Equipping all electric machines with adjustable-speed capability holds great potential for significantly reducing global electricity consumption and greenhouse gas emissions. A promising strategy for spurring much broader adoption of adjustable-speed motor drives is to physically integrate the power electronics inside electric machines, achieving major mass, volume, and cost reductions by eliminating separate enclosures and connecting cables. This tutorial explores the past, present, and future of integrated motor drives (IMDs) by first reviewing past and recent milestones in IMD developments including the underlying technologies that have both enabled and constrained them. Attention is next turned to transformative advances in wide-bandgap (WBG) power semiconductor technology (SiC and GaN) that offer exciting opportunities for shrinking the size of power converters by significantly raising their operating frequencies. Looking ahead, the case will be made for using WBG switches to spark a revival of current-source inverters (CSIs) for future machine drives. Recent IMD research projects at UW-Madison covering a wide range of power ratings from 3 kW to 1 MW will be briefly reviewed. These projects will be used to highlight the impressive progress that is being made worldwide to extend the boundaries of IMD technology in demanding high-performance applications ranging from electric vehicle traction drives to electrified aircraft propulsion drives. The presentation will conclude with a review of both the opportunities and challenges presented by WBG switches for realizing the full potential of integrated motor drives during coming years.

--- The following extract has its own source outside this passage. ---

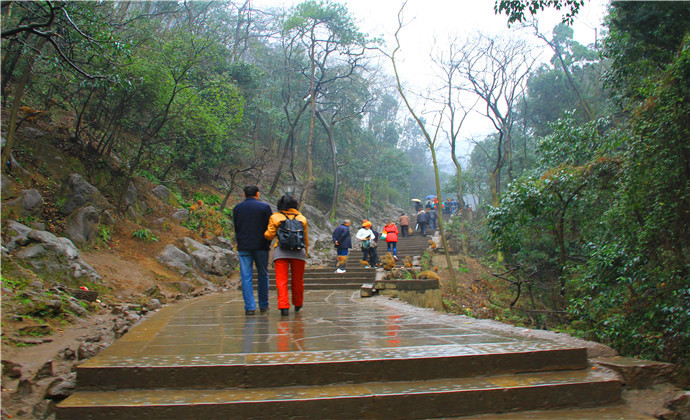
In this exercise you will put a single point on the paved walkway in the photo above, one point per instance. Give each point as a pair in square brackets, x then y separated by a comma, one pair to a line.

Thomas M. Jahns received his PhD and combined MS/BS degrees in electrical engineering from the Massachusetts Institute of Technology in 1978 and 1974, respectively.
In 1998, Dr. Jahns joined the Department of Electrical and Computer Engineering at the University of Wisconsin-Madison as a Grainger Professor of Power Electronics and Electric Machines, where he served as Co-Director/Director of the Wisconsin Electric Machines and Power Electronics Consortium (WEMPEC) for 14 years from 2007 to 2021. Prior to joining UW, he worked at GE Corporate Research and Development (now GE Global Research Center), in Niskayuna, NY, for 15 years. Since his retirement from the active faculty in 2021, Dr. Jahns is continuing to pursue research as a Grainger Emeritus Professor in the areas of high-performance permanent magnet machines, and integrated motor drives using wide-bandgap switches.
Dr. Jahns received the 2005 IEEE Nikola Tesla Technical Field Award and the IAS Outstanding Achievement Award in 2011. He has served both the IEEE Industry Applications Society and Power Electronics Society (PELS) as a Distinguished Lecturer. Dr. Jahns is a Past President of PELS and served two years as Division II Director on the IEEE Board of Directors (2001-2002). He was elected as a member of the US National Academy of Engineering in 2015 and received the IEEE Medal in Power Engineering in 2022.